Totara Estate and Clarks Mill are welcoming visitors once again.
Last month, Totara Estate opened its doors to the public for the season and Clarks Mill followed suit at the weekend.
Following an ‘‘excellent’’ summer season last year, property lead Keren Mackay had noticed a ‘‘slowdown’’ this year.
‘‘People are very hesitant — there’s so much uncertainty out there,’’ Mrs Mackay said.
The estate certainly had its advantages under Level 2 restrictions.
‘‘We have plenty of wide open spaces — we can easily accommodate visitors.’’
After many years of opening seven days a week, the estate had reduced its open days. It would now close on Tuesdays and Wednesdays — but still had plenty to offer from Thursday to Monday.

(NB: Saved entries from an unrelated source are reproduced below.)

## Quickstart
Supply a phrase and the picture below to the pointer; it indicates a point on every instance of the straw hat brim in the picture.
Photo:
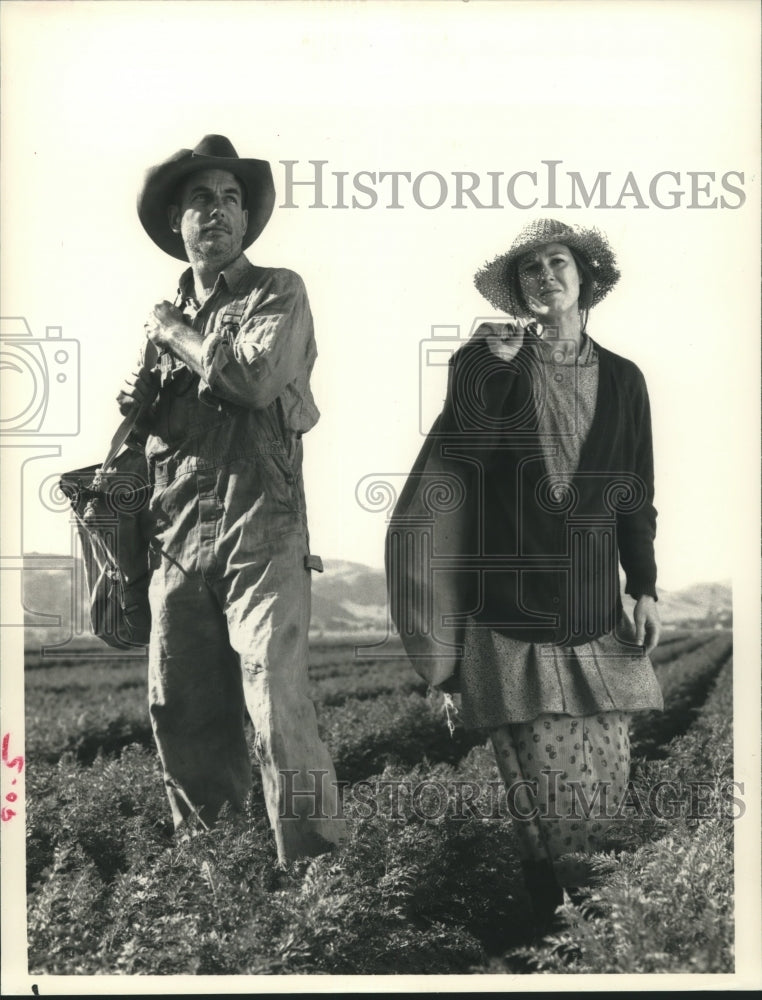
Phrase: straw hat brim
(161, 182)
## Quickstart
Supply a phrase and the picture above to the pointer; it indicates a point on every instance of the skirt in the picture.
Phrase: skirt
(565, 778)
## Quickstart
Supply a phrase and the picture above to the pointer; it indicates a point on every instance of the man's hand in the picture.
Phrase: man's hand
(162, 324)
(138, 390)
(647, 623)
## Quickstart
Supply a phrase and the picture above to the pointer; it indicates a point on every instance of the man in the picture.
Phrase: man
(224, 399)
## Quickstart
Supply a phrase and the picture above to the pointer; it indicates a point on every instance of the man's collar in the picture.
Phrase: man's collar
(233, 276)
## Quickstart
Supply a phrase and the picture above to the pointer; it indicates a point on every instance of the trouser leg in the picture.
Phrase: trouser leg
(268, 608)
(195, 698)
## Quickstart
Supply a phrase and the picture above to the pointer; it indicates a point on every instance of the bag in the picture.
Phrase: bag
(110, 508)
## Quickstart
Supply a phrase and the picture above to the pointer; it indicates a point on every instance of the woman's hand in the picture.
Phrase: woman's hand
(647, 623)
(139, 390)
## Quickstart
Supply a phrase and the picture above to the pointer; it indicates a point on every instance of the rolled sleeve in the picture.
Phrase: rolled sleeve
(273, 348)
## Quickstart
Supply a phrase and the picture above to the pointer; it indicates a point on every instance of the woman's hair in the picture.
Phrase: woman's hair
(586, 286)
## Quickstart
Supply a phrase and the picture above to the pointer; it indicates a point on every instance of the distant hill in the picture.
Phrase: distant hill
(347, 598)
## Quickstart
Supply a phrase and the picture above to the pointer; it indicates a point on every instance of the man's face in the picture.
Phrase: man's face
(210, 217)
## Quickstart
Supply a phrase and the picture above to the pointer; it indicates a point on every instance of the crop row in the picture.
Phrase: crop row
(685, 683)
(111, 892)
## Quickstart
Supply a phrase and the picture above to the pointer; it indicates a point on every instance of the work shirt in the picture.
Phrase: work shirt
(505, 680)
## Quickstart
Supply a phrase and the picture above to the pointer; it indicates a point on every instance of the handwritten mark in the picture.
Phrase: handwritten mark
(17, 763)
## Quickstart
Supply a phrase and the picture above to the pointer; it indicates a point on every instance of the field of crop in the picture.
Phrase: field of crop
(432, 890)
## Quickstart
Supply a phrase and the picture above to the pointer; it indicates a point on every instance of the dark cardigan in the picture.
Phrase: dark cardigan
(552, 547)
(479, 531)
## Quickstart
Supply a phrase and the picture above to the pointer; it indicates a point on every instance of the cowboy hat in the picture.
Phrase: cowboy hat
(497, 279)
(214, 152)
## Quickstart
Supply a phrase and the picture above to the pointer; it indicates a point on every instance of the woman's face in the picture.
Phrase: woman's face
(549, 280)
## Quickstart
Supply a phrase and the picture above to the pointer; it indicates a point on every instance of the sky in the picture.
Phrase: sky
(93, 94)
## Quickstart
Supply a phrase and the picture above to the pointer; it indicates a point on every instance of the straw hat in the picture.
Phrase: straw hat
(497, 279)
(214, 152)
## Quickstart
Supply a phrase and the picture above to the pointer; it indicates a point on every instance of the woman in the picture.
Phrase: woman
(545, 442)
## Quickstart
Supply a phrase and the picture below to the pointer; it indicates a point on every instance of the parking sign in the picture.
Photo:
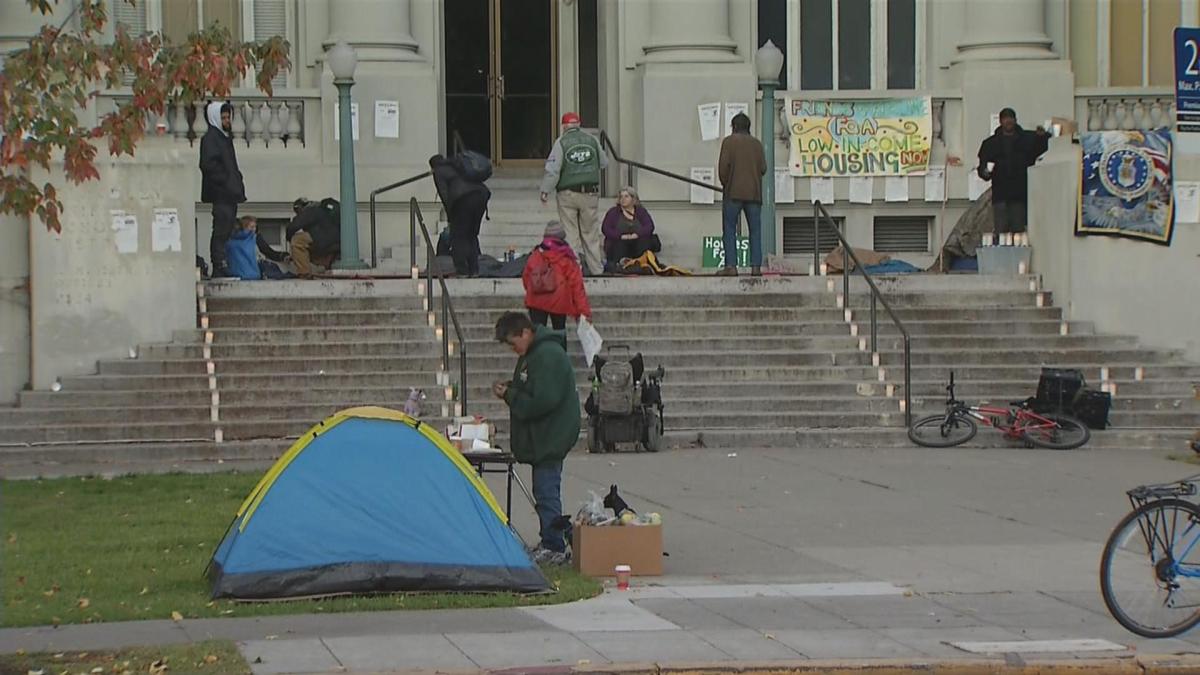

Though this year’s Oamaru Victorian Heritage Celebrations were cancelled, Clarks Mill and the estate would continue with their Heritage Week programme. Continuing with the ‘‘highland fling’’ theme, the estate would hold tours and tea ‘‘with Scottish flavour’’ from November 18 to 20. At Clarks Mill, stories of the Scottish families who ran it would be told during guided tours on November 18 and 21.
‘‘We are just emphasising that part of our story because the Totara Estate was owned by the New Zealand and Australian Land Company for four decades.’’
The company, run from its head office in Glasgow, also owned Clarks Mill, she said.
‘‘It was under them that all these innovations occurred, so the Scottish have been very
famous for their innovative engineering abilities and that filters down to here.’’
On November 14, Anne Te Maiharoa-Dodds would be kicking off the estate’s season of learned lectures by sharing her stories and connection to the Waitaha Taoka/Stewart Willetts Family Collection held in the Waitaki Museum and Archive.
Also something to look forward to was the estate’s Victorian Christmas afternoon tea and its 140th anniversary in February.